Nearly half a century before neighboring Southeast Asian countries had their own, the visionary Siamese people knew, that together with interprovincial delivery routes, a postal system would lay the foundation for the future of Thai communications and trade. Through the institution of a simple paper-gummed label, Siam would establish a means of developing greater social unity amongst Thailand’s indigenous peoples, who at the time were still largely separated from one another by long distances.
Siam’s first set of postage stamps was issued on 4 August 1883 to inaugurate the commencement of the Siamese Postal Service on the same date. William Ridgeway of Waterlow and Sons Ltd. in London England had been commissioned to design, print, and issue this first set of Thai postage stamps which consisted of six different steel plate-engraved designs with the highest value worth 0.25 baht (known locally as a “salung”). The set – named the “Solot” series – was issued in six vivid colour tones, with each stamp featuring a left-facing portrait of H.M. The King Rama V.
Thailand puts great effort into instilling beauty and high quality design work into its stamps and I have yet to see one that is short of spectacular. Almost all of the artwork that is used in Thai stamp design is taken from original oil and watercolor paintings by local artists, which gives Thai philately a rich artistic value.

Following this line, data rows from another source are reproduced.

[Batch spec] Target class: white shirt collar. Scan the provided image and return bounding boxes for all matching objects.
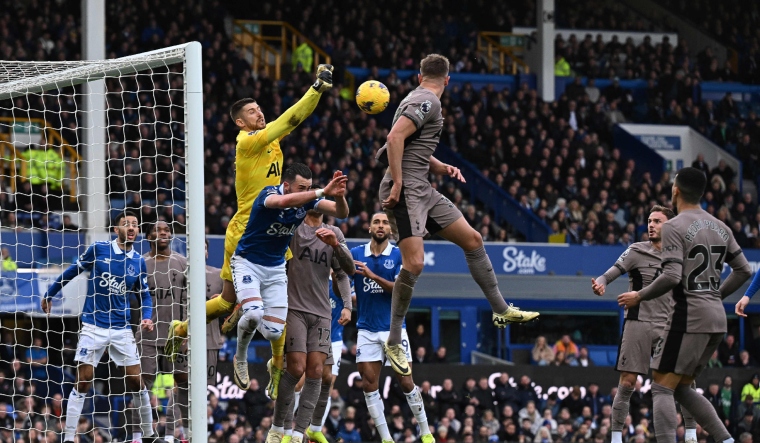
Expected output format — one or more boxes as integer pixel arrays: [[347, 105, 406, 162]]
[[111, 240, 135, 258], [364, 242, 393, 257]]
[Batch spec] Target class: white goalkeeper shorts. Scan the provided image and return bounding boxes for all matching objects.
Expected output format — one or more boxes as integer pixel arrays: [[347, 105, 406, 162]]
[[230, 255, 288, 308], [331, 340, 343, 377], [74, 323, 140, 366], [356, 329, 412, 366]]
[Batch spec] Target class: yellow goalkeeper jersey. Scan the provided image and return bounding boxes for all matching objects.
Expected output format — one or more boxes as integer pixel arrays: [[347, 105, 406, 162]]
[[230, 88, 321, 234]]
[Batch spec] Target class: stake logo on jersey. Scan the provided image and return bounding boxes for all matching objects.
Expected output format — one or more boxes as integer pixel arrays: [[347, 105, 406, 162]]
[[235, 185, 322, 266], [351, 243, 405, 332], [45, 240, 152, 329]]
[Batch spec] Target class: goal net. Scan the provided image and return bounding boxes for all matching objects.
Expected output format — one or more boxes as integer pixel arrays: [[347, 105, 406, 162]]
[[0, 42, 207, 442]]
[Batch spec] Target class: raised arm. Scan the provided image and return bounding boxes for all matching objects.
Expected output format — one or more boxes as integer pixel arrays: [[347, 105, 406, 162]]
[[238, 65, 333, 154], [264, 171, 348, 211], [138, 260, 153, 321]]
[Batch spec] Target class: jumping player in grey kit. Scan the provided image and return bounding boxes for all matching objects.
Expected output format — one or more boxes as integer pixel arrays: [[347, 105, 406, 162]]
[[377, 54, 539, 375], [618, 168, 751, 443]]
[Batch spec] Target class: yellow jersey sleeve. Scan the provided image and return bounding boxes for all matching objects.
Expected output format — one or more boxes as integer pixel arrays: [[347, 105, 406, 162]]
[[237, 87, 322, 157]]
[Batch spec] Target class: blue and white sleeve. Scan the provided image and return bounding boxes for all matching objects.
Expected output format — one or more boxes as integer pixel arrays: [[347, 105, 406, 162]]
[[139, 259, 153, 320], [744, 271, 760, 298], [44, 245, 95, 299]]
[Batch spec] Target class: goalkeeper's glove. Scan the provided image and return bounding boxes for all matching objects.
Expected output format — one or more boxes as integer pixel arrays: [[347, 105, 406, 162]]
[[311, 65, 333, 93]]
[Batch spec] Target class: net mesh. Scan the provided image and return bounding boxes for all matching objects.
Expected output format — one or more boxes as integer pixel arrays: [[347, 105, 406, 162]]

Through the decades, the design work of Thai stamps has taken on various styles, all of which showcase the colorful beauty of Thailand’s rich and varied culture. A few of the many picturesque Thai stamp issues over the last two decades include ones depicting “samlor” three-wheeled vehicles, Muay Thai kick-boxing, local handicrafts, Thai mythological murals, and a set with detailed paintings of some of Thailand’s most famous historical temples and national heritage sites.
As a stamp enthusiast, I was truly inspired when I eventually discovered that Bangkok has its own institution for Thai stamp preservation named the Sam Sen Nai Philatelic Museum. Here, one can see more than 1,000 Thai stamp issues on display, from the first Solot issues through to all the present ones.
So when you visit Bangkok, whether you are an avid stamp collector or simply want to admire the beauty of Thai philately, a visit to the Sam Sen Nai Philatelic Museum (free entry, open from Wednesday to Sunday from 8:30 a.m. to 4:30 p.m. except on government holidays) is highly recommended.
You can reach the museum most easily by taking Bangkok’s BTS skytrain to Sapaan Kwai station, get off at exit no. 1 and turn left at the entrance to the museum right at the foot of the BTS stairs.
Enjoy, and be sure not to miss seeing some of the Kingdom’s finest stamps on display in all their glorious ink, gum, and paper.